Sandra LECOQ 


Si tous les Gérard étaient des Gasiorowski, Véro ne serait pas coiffeuse.
Et si j'avais lu Machiavel, j'arrêterais de lire mon horoscope...

J'ai toujours eu peur d'avoir des comptes à rendre à l'histoire de la même manière que les amnésiques chroniques m'exaspèrent.
Arrêter de me salir les doigts et les petites tenues peu conseillées pour une pratique d'atelier m'a fait croire un instant que j'échappais à l'histoire. Détendue enfin et faussement seule je baignais dans un sentiment délicieux et illusoire: le travail était orphelin, mère peinture implorée si longtemps m'avait déçue, trop intransigeante, trop dure.

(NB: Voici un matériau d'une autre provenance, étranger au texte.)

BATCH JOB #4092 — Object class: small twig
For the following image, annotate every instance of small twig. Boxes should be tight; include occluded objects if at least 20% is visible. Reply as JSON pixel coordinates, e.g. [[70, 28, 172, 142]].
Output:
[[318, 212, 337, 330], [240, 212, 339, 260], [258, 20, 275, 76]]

Née sous X l'avenir se présentait sous de meilleurs auspices.
Artiste, peintre, hétérosexuelle, mère de famille, athée et peu diplomate. Manque de drogue et de rock and roll. Pas de passé de prolétaire pas de quoi faire de misérabilisme ni de mythe.
Une naissance en Afrique mais métissage loupé: père breton mère flamande et bien trop honnête pour jouer sur le continent noir.
Pas un loby, pas un réseau, aucune croyance.
Pas assez belle pour être idiote. Pas assez intelligente pour être moche.
Profil d'une grande banalité.
Autant gravir l'Everest en tongs.

Si tous les Gérard étaient des Gasiorowski, Véro ne serait pas coiffeuse.

Me voilà en train d'écrire sur la peinture en en ayant plein les doigts. Situation embarrassante.
Moi, qui ai passé des années à penser que je venais de la peinture, la pratiquant par substituts, je pensais me substituer du même coup et d'une certaine manière à son histoire. Se dire peintre, c'était une chance d'appartenir à une famille. Ne pas se salir les doigts, c'était s'offrir le luxe de ne pas lui rendre de comptes.
Elle est morte! Ce sentiment dépressif pourrait m'obliger de m'excuser de vivre. Et pourtant, entre nous, pour une forme soi-disant morte, mes journées d'atelier ressemblent plus à des rounds de boxe qu'à des veillées funèbres.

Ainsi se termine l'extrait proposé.